Dead Man's Snitch incident

Elevated check-in error rate and timeouts

Minor Resolved View vendor source →

Dead Man's Snitch experienced a minor incident on June 22, 2022 affecting Snitch Check-in Processing, lasting 51m. The incident has been resolved; the full update timeline is below.

Started
Jun 22, 2022, 01:34 PM UTC
Resolved
Jun 22, 2022, 02:25 PM UTC
Duration
51m
Detected by Pingoru
Jun 22, 2022, 01:34 PM UTC

Affected components

Snitch Check-in Processing

Update timeline

  1. investigating Jun 22, 2022, 01:34 PM UTC

    We're seeing an increase in timeouts for our check-in service.
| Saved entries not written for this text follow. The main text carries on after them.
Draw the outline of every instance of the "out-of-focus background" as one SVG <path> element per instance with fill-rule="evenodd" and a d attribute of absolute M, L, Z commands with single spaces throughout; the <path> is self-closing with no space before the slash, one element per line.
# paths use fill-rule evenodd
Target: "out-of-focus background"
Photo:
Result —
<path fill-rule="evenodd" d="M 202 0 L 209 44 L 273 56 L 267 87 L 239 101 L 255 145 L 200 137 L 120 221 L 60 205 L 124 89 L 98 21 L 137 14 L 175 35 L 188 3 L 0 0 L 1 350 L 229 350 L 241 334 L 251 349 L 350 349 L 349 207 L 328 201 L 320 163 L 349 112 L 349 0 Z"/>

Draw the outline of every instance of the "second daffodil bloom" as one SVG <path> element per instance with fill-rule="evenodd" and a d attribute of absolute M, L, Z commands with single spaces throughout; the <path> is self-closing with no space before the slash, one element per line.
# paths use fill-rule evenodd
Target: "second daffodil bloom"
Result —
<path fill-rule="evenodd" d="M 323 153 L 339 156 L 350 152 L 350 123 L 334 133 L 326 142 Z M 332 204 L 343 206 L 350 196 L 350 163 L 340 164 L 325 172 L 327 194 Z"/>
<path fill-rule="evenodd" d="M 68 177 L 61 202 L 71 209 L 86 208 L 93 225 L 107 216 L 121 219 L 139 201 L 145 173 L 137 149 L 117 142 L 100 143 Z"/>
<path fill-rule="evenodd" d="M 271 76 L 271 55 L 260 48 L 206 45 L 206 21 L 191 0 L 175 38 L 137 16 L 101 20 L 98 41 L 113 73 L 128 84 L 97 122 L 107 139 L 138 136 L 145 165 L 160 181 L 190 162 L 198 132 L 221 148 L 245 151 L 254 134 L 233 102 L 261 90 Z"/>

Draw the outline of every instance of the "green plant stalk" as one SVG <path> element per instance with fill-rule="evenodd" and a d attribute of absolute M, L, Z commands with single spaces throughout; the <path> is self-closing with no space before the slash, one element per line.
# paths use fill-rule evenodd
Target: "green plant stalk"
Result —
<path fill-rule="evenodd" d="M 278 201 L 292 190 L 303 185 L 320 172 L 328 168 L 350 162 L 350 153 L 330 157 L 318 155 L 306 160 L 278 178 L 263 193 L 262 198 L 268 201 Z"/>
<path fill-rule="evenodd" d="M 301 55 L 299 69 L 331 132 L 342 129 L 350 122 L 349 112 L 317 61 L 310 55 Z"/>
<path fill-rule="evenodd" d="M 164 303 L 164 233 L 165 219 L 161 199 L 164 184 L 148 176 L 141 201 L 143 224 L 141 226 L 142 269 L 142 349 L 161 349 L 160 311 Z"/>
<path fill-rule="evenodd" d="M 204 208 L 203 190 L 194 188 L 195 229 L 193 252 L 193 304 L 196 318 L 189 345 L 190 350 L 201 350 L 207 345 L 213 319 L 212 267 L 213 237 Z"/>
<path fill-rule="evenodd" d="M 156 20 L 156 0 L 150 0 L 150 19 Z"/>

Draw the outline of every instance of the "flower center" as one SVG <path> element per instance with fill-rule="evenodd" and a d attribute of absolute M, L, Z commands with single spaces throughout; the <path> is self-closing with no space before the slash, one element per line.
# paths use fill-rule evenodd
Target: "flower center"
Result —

We've removed a pair of misbehaving nodes from our load balancer and we're investigating the root cause. Any check-in that received a 408 Request Timeout error was not processed.

  2. monitoring Jun 22, 2022, 02:07 PM UTC

    We've replaced the affected nodes and error rates have gone back to normal levels

  3. resolved Jun 22, 2022, 02:25 PM UTC

    Error rates have returned to normal and systems are all green. We've identified the possible root cause as a bug in the version of the message bus client we were using that could cause a deadlock in some cases. We've updated to the latest version of the client and rolled out the update to production.